An oscillator of mass M is at rest in its equilibrium position in a potential, $$V = \frac{1}{2}k(x - X)^2$$. A particle of mass m comes from the right with speed u and collides completely inelastic with M and sticks to it. This process repeats every time the oscillator crosses its equilibrium position. The amplitude of oscillations after 13 collisions is: (M = 10, m = 5, u = 1, k = 1)

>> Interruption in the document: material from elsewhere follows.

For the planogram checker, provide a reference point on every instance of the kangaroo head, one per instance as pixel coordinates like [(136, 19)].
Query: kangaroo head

We choose the +x-direction to be towards the right. The spring is at its natural length when $$x=X$$, so the potential energy there is zero. Every collision takes place exactly at this point. A small particle always comes from the right, therefore its velocity just before every collision is $$\;-\;u$$ (towards the left).

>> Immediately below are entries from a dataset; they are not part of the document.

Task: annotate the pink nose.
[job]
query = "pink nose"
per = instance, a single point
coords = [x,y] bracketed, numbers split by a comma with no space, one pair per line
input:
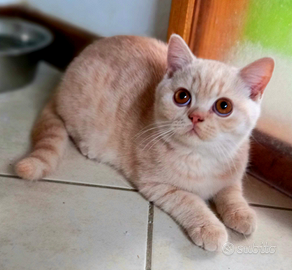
[196,118]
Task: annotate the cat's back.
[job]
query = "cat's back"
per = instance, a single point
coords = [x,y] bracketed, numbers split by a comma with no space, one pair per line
[112,67]
[110,87]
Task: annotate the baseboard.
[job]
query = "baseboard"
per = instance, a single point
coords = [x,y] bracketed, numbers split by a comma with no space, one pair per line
[270,159]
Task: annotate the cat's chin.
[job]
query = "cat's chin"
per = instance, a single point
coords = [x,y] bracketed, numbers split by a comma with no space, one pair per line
[194,132]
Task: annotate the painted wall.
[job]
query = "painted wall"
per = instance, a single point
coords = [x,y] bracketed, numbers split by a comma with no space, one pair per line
[111,17]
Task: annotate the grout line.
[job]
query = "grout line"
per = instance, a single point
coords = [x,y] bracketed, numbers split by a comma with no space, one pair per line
[149,237]
[270,207]
[72,183]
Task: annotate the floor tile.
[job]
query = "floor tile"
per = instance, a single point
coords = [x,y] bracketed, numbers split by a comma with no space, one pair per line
[61,226]
[18,111]
[172,250]
[257,192]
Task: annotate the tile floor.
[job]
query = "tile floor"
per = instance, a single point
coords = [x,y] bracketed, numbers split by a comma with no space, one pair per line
[86,216]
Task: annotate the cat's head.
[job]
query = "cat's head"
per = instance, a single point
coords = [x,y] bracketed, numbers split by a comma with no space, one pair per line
[200,101]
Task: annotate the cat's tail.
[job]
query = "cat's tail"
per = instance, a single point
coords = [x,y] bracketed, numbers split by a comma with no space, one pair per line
[49,140]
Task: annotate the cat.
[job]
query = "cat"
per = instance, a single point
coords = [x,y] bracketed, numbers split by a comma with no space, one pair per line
[176,126]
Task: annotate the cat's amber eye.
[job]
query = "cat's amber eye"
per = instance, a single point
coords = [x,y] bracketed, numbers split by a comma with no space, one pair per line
[223,107]
[182,97]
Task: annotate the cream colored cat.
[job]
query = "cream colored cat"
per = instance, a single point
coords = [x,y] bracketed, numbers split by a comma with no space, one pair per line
[178,127]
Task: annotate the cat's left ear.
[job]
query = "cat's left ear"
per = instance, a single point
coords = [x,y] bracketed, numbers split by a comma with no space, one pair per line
[257,75]
[178,55]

Initially the oscillator of mass $$M=10\ \text{kg}$$ is at rest, so its velocity is $$0$$ and its mechanical energy is also zero.

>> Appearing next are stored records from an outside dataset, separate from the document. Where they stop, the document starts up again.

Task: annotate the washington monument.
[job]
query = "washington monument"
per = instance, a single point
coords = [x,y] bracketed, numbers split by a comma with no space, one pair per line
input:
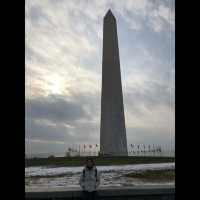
[113,140]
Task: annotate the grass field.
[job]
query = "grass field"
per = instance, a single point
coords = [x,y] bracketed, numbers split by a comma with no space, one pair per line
[79,161]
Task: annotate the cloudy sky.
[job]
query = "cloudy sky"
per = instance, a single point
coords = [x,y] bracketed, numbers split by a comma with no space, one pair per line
[64,64]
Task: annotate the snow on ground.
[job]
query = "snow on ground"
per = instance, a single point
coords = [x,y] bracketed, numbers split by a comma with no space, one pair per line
[110,175]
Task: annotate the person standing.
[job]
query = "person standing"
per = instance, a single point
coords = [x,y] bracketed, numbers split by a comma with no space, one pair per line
[89,180]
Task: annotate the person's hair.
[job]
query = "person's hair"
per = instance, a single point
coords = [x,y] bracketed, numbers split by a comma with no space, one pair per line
[90,159]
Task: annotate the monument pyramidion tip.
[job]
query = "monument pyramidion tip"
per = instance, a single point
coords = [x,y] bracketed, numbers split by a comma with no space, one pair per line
[109,14]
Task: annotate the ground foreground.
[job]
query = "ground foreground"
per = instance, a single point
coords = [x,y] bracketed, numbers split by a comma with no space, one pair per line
[79,161]
[153,175]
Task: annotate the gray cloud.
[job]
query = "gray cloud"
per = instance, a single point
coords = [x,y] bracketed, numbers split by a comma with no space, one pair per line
[63,70]
[54,108]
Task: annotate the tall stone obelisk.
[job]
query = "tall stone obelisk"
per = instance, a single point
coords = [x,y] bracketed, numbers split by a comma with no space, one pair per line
[112,131]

First collision  ($$n=0\to1$$)

Conservation of linear momentum gives

$$ m(-u)+M(0)=(M+m)\,v_1 . $$

Hence

$$ v_1=-\dfrac{m\,u}{M+m}=-\dfrac{5\cdot1}{10+5}=-\dfrac13\;\text{m\,s}^{-1}. $$

The kinetic energy of the combined body immediately after the impact is completely stored in the spring when it reaches its extreme position, so

$$ \dfrac12(M+m)\,v_1^{2}=\dfrac12\,k\,A_1^{2}. $$

Stating the relation between the speed at equilibrium and the amplitude, we have

$$ A_1=|v_1|\sqrt{\dfrac{M+m}{k}} =\dfrac{m\,u}{M+m}\,\sqrt{\dfrac{M+m}{k}} =\dfrac{m\,u}{\sqrt{k(M+m)}} . $$

With the numerical data $$k=1$$, $$m=5$$, $$M=10$$ this gives

$$ A_1=\dfrac{5}{\sqrt{15}}\;{\rm m}\approx1.29\;{\rm m}. $$

The system now moves leftward to the negative extreme, comes back, and returns to the equilibrium point with the same speed but in the opposite (+x) direction:

$$ v_1^{\text{(return)}}=+|v_1|=+\dfrac13\;\text{m\,s}^{-1}. $$

Second collision  ($$n=1\to2$$)

The second particle (again with velocity $$-u$$) meets the oscillator when its velocity is $$+v_1$$. Applying conservation of momentum,

$$ m(-u)+(M+m)v_1=(M+2m)\,v_2 . $$

Because $$m\,u=(M+m)|v_1|$$ (seen from the first collision), the two momenta are equal and opposite, so the right-hand side is zero:

$$ v_2=0 . $$

With zero velocity, the spring stores no energy; therefore

$$ A_2=0 . $$

Beginning of the pattern

After every even collision the oscillator is at rest and its amplitude is zero. Consequently, before every following (odd) collision it is again at rest at the equilibrium position. Thus each odd collision is identical in character to the very first one, except that the total mass has increased.

General odd collision

Let the total mass just before the $$(2k+1)$$-th collision be

$$ M_{2k}=M+2k\,m . $$

The oscillator is at rest, the incoming particle still has momentum $$-m\,u$$, so momentum conservation gives

$$ m(-u)+M_{2k}(0)=(M_{2k}+m)\,v_{2k+1}\;\;\Longrightarrow\;\; v_{2k+1}=-\dfrac{m\,u}{M_{2k}+m}. $$

The corresponding amplitude is therefore

$$ A_{2k+1}=|v_{2k+1}|\sqrt{\dfrac{M_{2k}+m}{k}} =\dfrac{m\,u}{\sqrt{k\,[M_{2k}+m]}} . $$

Amplitude after 13 collisions

The $$13$$-th collision is odd ($$2k+1=13\;\Rightarrow\;k=6$$). Thus

$$ M_{12}=M+12\,m=10+12\cdot5=70\ \text{kg}, $$

and

$$ A_{13}=\dfrac{m\,u}{\sqrt{k\,[M_{12}+m]}} =\dfrac{5\cdot1}{\sqrt{1\,(70+5)}} =\dfrac{5}{\sqrt{75}} =\dfrac{5}{5\sqrt3} =\dfrac1{\sqrt3}\;{\rm m}. $$

Hence, the correct answer is Option B.